Put the chopped potatoes in a pot and cover with water, then add a bit of salt. Cover with a lid and bring to a boil over medium-high heat before removing the lid. Let the potatoes cook until tender, about 20 minutes. Test them with a fork: if it goes through easily, they’re done. Drain the potatoes and add shredded cheese, salt, pepper, and any additions you might enjoy. You should play around with some of your favorite things—there aren’t many flavors that don’t work in potatoes! Next, mash the potatoes with an electric mixer or just two forks.

Once the filling is ready, gather some friends because shaping takes some time! Flour your countertop liberally. Split the dough in half. Keep one half covered, but place the other half on the floured surface. Use a rolling pin to flatten the dough, about ¼” thick. Punch out as many 3” to 4” dough circles as possible, using a round cookie cutter or a drinking glass. Squish the scraps into the remaining covered half of the dough. Drop about a tablespoon of filling in the center of one circle of dough. Fold the dough over the filling and press the edges to create a dumpling. The stickiness should ensure a tight seal.

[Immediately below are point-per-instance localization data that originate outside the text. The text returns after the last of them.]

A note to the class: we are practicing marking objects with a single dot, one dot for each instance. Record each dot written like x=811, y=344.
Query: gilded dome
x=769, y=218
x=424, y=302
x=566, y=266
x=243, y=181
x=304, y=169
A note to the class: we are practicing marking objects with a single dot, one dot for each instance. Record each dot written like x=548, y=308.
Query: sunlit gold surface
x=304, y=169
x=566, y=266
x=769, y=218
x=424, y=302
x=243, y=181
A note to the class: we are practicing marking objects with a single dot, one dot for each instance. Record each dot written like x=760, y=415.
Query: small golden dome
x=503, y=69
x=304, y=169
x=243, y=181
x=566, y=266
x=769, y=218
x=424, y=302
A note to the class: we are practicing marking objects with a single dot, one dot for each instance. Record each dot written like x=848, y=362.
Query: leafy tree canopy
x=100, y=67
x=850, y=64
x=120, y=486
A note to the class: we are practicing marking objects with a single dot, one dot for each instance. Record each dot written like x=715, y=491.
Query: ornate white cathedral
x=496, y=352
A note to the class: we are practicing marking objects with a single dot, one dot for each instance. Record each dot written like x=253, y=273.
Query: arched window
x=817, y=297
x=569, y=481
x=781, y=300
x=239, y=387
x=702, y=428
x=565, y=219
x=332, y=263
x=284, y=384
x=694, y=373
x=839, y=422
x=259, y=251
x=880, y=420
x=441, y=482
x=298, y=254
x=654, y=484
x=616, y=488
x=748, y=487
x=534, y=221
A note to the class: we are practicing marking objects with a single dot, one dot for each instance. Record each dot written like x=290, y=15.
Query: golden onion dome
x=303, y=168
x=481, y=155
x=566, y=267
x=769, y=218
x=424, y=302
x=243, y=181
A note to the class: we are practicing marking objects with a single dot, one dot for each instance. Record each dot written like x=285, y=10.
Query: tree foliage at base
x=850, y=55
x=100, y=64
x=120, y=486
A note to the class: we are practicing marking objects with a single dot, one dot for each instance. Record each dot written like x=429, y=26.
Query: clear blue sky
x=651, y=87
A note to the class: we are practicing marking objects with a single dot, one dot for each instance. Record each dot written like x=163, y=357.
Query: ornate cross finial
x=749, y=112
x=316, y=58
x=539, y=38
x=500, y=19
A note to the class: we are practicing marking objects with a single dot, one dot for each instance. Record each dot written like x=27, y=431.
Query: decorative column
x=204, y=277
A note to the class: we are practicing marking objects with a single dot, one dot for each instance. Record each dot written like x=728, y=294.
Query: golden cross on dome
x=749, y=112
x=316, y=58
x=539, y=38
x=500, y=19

Lay the dumpling on a floured surface and use a fork to squish the edges together.

Repeat until you run out of circles, then repeat everything with the remaining dough. Once you have all your perogies formed, boil a pot of water and add about 12 perogies. Let them cook until they rise to the top, about 1 minute. Pull out the boiled perogies with a spoon, then repeat with the remainder in the same pot of water.

If you’re planning to freeze some of the pierogies, let them cool down and then put them in freezer bags with the air squeezed out. I usually do 12 to a bag, but you can portion them out in whatever way suits you. They will keep for at least 6 months in the freezer. You can eat the pierogies just boiled, but you can fry them afterwards.

To fry: Melt a tablespoon of butter in a pan on medium heat, then fry up as many pierogies as you want. (Six per person is plenty.) Flip them every few minutes until they’re browned on all sides. Serve with scallions and a dollop of sour cream with some vegetables of your choice.